If I could change one thing about the concert, I'd have Haley perform an original song. Or at least a solo song that we didn't see on TV. Among her noteworthy concert numbers: "Bennie and the Jets," "The House of the Rising Sun" and the "Moanin'" duet with Casey Abrams. They were all great...but the greatness wasn't too different from what we saw on TV. I'm ready to see her future musical direction, especially amid this report.

JAMES DURBIN

I'd label James the most polarizing singer of the night. Some people loved his set, which included big screams in tunes like "Uprising" and "Sweet Child o' Mine." Others thought it was a bit, um, intense. Regardless of your opinion of the whole hard rock thing, you had to acknowledge James' ability to interact with the audience. He walked through the crowd and even acknowledged a poster from a fan wanting him to wish her happy birthday.

JACOB LUSK

I feel for Jacob. You don't necessarily associate him with a pop concert arena setting. In fact, when he started to sing Luther Vandross' "Never Too Much," a good share of people near me sat down. He urged the audience to get back on their feet. It kind of worked.

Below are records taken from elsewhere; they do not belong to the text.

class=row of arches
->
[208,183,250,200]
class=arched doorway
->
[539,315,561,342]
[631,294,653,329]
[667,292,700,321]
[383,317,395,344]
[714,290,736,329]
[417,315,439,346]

I still don't know where Jacob fits musically, but his second song -- "You're All I Need to Get By" -- was AWESOME.

CASEY ABRAMS

I like how Casey minimized the growling for the live concert experience. He had the aforementioned duet with Haley, plus two semi-current songs "Harder to Breathe" and "Smooth" that likely expanded his appeal for fans who didn't always "get" him on "Idol." But for the record, I'd rather see Casey go the full-fledged jazz route than the rock direction.

STEFANO LANGONE

Yes, Stefano took off his shirt. Deal with it. Anyway, Stefano was one of my biggest surprises of the night. I was impressed with the power behind his voice. I'm not sure where he'll end up post-"Idol," but he entertained me Tuesday. It was especially nice to see him play the piano on "Grenade." And oh yeah, he took off his shirt.

PAUL McDONALD

Paul had significantly less stage time than the other finalists. However, let's not underestimate the power of "Maggie May." It was the fourth song of the night, but Paul's solo song nearly everybody around me on their feet. "Maggie May" felt like the moment when the show officially started, despite earlier numbers that featured singers like Pia Toscano and Lauren Alaina.

PIA TOSCANO

Pia has a great voice and Tuesday's concert didn't make me think differently. That said, I'm not sure if she connected with the crowd entirely. I didn't see many people going crazy for her single, "This Time." But vocally, she exceeded my expectations.

THIA MEGIA

When I was leaving the show, I heard somebody say that any singer could have taken Thia Megia's place. I disagree. Thia's concert performances are defined by two adjectives that rarely characterized her on the show: young and fun. It was a wise move to let her sing "Who Says" by Selena Gomez. At best, she'll take the tour experience as an opportunity to learn to loosen up a bit. She's easily on her way.

NAIMA ADEDAPO

Naima, Naima, Naima. You're unique and it's hard to argue with uniqueness. Sure, I think her African dancing during a performance of "On the Floor" was one of those moments that some audience members didn't "get." Nonetheless, she offered something genuinely different from a performance standpoint and her vocals didn't sound bad, either.

ONE MORE THING:

If I have to offer a final conclusion, I'll note that the diversity of "Idol" fans never ceases to amaze me. I waited in line with kids, teenagers and older couples. People constantly predict the demise of "Idol," but it's hard to forget the show's specialness when you see the range and depth of its appeal -- during a good season, that is.